Neurofeedback training with Martin was used to stabilise his nervous system, to improve his mood and raise alertness levels.
After several sessions he became more engaged and present in sessions. He reported reduced nightmares and improved sleep. His family reported that he was more engaged with them at home. Martin’s mood was visibly better in sessions and he was able to joke and discuss a wider variety of topics. He began drawing as a way of expressing his ruminations and flashbacks.

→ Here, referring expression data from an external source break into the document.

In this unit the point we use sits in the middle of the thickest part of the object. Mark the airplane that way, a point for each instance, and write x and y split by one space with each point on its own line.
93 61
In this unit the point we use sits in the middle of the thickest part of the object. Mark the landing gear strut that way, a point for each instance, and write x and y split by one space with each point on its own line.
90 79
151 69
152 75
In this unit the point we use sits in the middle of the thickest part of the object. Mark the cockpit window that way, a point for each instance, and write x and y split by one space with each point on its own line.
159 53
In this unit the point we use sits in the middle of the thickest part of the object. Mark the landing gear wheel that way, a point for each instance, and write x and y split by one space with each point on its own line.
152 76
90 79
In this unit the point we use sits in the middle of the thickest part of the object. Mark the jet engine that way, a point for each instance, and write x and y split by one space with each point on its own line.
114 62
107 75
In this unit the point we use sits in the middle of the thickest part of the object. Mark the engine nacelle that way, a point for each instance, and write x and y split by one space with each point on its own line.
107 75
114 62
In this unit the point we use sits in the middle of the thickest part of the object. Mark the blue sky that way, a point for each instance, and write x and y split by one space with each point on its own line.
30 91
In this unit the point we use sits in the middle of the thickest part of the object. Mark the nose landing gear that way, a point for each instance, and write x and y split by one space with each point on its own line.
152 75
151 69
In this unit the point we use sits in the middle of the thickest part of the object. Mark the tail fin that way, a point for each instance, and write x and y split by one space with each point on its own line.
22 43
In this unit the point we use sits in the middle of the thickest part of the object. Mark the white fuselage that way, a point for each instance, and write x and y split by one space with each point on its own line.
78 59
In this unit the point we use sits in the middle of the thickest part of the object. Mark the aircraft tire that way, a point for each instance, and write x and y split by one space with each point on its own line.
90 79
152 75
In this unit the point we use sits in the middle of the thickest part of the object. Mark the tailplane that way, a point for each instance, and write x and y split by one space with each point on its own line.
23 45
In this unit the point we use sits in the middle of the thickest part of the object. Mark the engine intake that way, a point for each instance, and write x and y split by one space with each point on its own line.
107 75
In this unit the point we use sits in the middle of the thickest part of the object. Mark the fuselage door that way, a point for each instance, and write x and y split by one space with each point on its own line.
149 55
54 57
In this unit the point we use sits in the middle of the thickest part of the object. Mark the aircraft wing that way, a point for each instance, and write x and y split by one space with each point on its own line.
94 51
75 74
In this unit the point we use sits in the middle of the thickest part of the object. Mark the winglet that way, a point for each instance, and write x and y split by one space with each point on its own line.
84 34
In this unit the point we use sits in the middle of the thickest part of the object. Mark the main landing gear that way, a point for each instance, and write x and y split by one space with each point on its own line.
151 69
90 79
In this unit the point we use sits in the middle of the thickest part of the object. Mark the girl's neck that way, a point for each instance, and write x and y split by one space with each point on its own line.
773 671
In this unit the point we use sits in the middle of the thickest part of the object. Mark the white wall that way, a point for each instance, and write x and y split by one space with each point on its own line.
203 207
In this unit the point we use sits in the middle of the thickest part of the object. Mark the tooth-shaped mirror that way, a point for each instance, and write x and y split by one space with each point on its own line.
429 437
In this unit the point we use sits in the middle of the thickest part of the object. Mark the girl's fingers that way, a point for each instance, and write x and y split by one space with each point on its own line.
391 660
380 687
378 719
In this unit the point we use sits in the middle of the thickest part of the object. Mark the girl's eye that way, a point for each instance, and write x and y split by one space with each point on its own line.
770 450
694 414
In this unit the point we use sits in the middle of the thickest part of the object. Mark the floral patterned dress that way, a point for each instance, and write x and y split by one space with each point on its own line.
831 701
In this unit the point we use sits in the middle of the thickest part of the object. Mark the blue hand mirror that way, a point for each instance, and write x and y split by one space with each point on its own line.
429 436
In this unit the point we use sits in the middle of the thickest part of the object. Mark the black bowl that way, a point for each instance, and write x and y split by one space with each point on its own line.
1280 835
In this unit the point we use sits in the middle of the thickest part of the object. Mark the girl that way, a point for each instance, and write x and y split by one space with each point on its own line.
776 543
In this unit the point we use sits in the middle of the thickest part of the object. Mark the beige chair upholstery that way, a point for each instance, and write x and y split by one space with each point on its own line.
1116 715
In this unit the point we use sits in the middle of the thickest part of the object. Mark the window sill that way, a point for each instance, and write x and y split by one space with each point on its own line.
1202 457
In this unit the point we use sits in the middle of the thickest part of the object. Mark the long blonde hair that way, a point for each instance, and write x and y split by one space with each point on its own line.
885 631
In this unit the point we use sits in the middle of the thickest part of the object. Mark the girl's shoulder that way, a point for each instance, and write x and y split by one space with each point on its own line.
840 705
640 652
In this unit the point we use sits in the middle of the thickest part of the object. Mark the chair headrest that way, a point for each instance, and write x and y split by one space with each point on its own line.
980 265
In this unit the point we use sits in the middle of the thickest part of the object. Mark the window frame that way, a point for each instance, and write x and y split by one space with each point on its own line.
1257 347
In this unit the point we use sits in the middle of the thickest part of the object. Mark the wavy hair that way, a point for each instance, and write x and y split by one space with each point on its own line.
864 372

By the 20th neurofeedback session, the content of Martin’s drawings changed. One of his last drawings showed a calm scene; completely unrelated to war or destruction. The picture also featured a smiling figure which was significant as the first ‘happy’ character that he had drawn. The change in the content of his drawings suggested that his mind was less ‘stuck’ in the trauma memory; and that he was able to notice and engage with others and with himself, in more diverse ways.
Through the use of neurofeedback, Martin’s internal ‘universe’ and his nervous system became more stable, more alert and less stuck in the loop of his traumatic memories. In essence, it was as if he gradually peeled away layers of curtains that he was hiding behind, such that his personality could shine through. The use of art enabled Martin to process some of his painful memories and express his feelings.
** Client name has been changed, and some details of the story have been modified to protect his identity.